A'koss said:
Partial agreement. Definitely when you see a class called "The Archer" that seems like an extremely narrowly focused role. Will every archer effectively be cookie-cutter copies of one another? That's a good question, but I doubt it's one we'll be able to answer until we get the book in our hands.
I've got a lot of hope riding on traits, particularly background traits.
How is this different from what we've heard about the Thief, Archer or Arcanist? The Hunter isn't what I'd call an ass-kicker either. But Rangers and Paladins are clearly specialist house cleaners - they kill their chosen foes better than anyone else.
What have you heard about the thief, archer, or arcanist? Do they conflict with or expand upon Mearls' "9-out-10" assertion, or the "thou shalt all kick ass" one?

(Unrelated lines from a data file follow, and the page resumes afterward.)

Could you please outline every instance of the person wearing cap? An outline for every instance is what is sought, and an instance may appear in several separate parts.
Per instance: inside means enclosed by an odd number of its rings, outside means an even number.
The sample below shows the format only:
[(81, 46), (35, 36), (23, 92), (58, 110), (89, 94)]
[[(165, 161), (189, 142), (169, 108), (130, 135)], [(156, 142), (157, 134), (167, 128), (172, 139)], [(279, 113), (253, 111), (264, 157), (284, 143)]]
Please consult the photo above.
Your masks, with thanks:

Yes, paladins and rangers are speicalist ass-kickers, and I'm not deriding ass-kicking of course. It just isn't the end-all-be-all of playing an RPG. Having had rangers and paladins in my party has often meant that we
don't just roll initiative at the first opportunity. Just last night we had an encounter where Wild Empathy was used to manage an encounter intelligently so we didn't have to kill anything at that particular moment. And needless to say, a paladin is all about necessary-and-appropriate force.
I don't recall using words like "politics" or "intrigue". Those are words that were put in my mouth, I suppose because people didn't understand what I was getting at (me being so silly and all). In an RPG, I think it's important that action scenes are actually the culmination of something, a sort of "quality over quantity" approach. Think of movies like the LotR volumes or the Kill Bill volumes. The battle scenes are tremendous, but there are actually relatively few of them in each movie. What really makes them great is that there's real tension right up to the point that initiative is rolled.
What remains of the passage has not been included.